What’s wrong with the world?

Photograph of G.K. Chesterton
G.K. Chesterton

The look on G.K. Chesterton‘s face could be ours. But who would think to give Chesterton’s answer to the question raised by a London newspaper, “What’s wrong with the world”? Chesterton wrote back two words: “I am“.

Dear Sir:

Regarding your article “What’s wrong with the world.”

I am.

Sincerely Yours,

G.K. Chesterton

The Society of Gilbert Keith Chesterton

Chesterton knew intuitively and by study that there’s something not right that defies description and prescription, a kind of universal virus that included him.

What ever happened to sin?

Psychologist Karl Menninger of the Menninger Clinic began his book Whatever Became of Sin with a funny story:

“On a sunny day in September, 1972, a stern-faced, plainly dressed man could be seen standing still on a street corner in the busy Chicago Loop. As pedestrians hurried by on their way to lunch or business, he would solemnly lift his right arm, and pointing to the person nearest him, intone loudly the single word ‘GUILTY!’

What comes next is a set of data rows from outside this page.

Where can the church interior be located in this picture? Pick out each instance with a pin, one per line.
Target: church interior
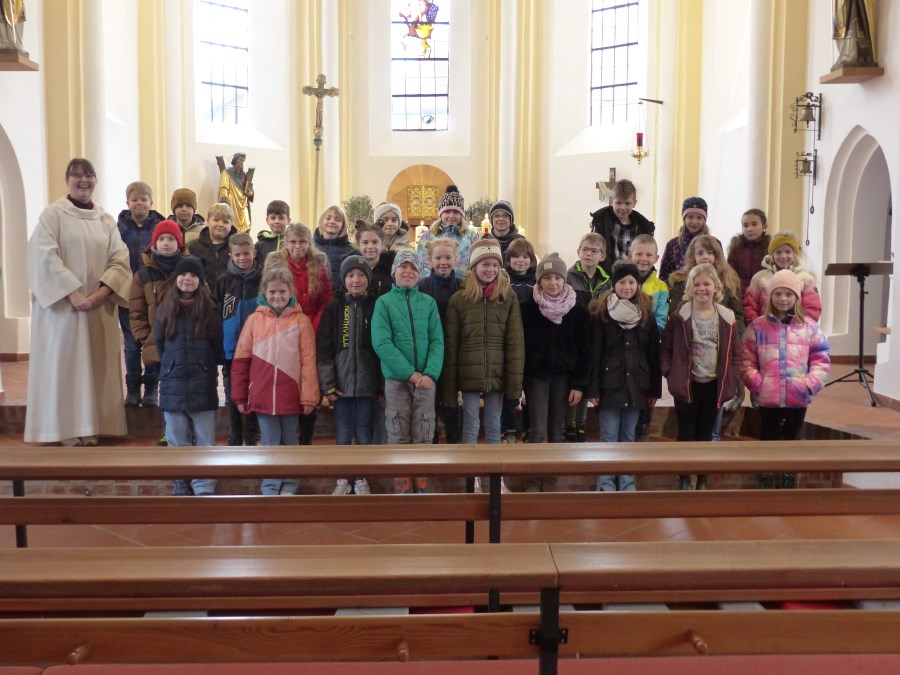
(745, 103)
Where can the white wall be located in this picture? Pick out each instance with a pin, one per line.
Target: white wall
(724, 88)
(23, 182)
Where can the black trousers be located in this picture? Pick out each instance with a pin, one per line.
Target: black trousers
(697, 418)
(781, 424)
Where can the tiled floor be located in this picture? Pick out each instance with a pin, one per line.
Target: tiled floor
(843, 406)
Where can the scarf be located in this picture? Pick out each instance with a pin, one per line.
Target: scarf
(554, 308)
(623, 312)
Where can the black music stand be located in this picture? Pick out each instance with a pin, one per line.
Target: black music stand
(860, 271)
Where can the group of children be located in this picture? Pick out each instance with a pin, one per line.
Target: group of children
(394, 337)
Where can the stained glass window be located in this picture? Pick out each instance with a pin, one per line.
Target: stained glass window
(420, 65)
(615, 27)
(222, 59)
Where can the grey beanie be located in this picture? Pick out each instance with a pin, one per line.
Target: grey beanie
(407, 255)
(551, 264)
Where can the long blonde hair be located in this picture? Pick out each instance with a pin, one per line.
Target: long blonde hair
(728, 278)
(473, 290)
(315, 259)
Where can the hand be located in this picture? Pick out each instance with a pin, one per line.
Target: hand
(80, 301)
(98, 297)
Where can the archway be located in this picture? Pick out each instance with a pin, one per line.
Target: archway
(857, 229)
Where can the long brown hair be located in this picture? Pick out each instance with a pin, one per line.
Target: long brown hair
(202, 311)
(729, 279)
(315, 259)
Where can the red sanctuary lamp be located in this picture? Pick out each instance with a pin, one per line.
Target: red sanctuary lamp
(639, 150)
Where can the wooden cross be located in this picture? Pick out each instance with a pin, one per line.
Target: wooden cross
(320, 92)
(606, 188)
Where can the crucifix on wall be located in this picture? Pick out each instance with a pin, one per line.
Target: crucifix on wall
(606, 188)
(320, 92)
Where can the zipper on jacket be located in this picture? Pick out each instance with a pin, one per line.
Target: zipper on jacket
(412, 325)
(484, 342)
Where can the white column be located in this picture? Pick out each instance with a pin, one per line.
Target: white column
(758, 103)
(93, 93)
(174, 67)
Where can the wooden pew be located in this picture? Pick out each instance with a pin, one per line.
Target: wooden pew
(263, 578)
(690, 572)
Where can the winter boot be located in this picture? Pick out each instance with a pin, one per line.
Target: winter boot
(132, 390)
(151, 392)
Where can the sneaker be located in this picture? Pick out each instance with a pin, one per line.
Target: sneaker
(342, 487)
(181, 488)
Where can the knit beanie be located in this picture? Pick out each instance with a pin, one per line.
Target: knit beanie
(784, 239)
(184, 196)
(551, 264)
(785, 279)
(485, 249)
(407, 255)
(452, 201)
(356, 262)
(192, 264)
(626, 270)
(387, 207)
(167, 227)
(694, 205)
(504, 207)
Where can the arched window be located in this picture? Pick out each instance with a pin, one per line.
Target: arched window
(615, 59)
(420, 65)
(222, 60)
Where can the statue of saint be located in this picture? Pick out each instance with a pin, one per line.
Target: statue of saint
(12, 23)
(853, 30)
(236, 188)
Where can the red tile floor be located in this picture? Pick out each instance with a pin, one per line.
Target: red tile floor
(844, 406)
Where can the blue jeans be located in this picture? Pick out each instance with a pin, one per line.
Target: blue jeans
(200, 423)
(617, 424)
(493, 405)
(133, 366)
(278, 430)
(353, 416)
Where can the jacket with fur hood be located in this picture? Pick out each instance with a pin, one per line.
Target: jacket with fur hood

“Then, without any change of expression, he would resume his still stance for a few moments before repeating the gesture. Then, again, the inexorable raising of his arm, the pointing, and the solemn pronouncing of the one word ‘GUILTY!’

“The effect of this strange accusatory pantomime on the passing strangers was extraordinary, almost eerie. They would stare at him, hesitate, look away, look at each other, and then at him again; then hurriedly continue on their ways.

“One man, turning to another who was my informant, exclaimed: ‘But how did he know?’”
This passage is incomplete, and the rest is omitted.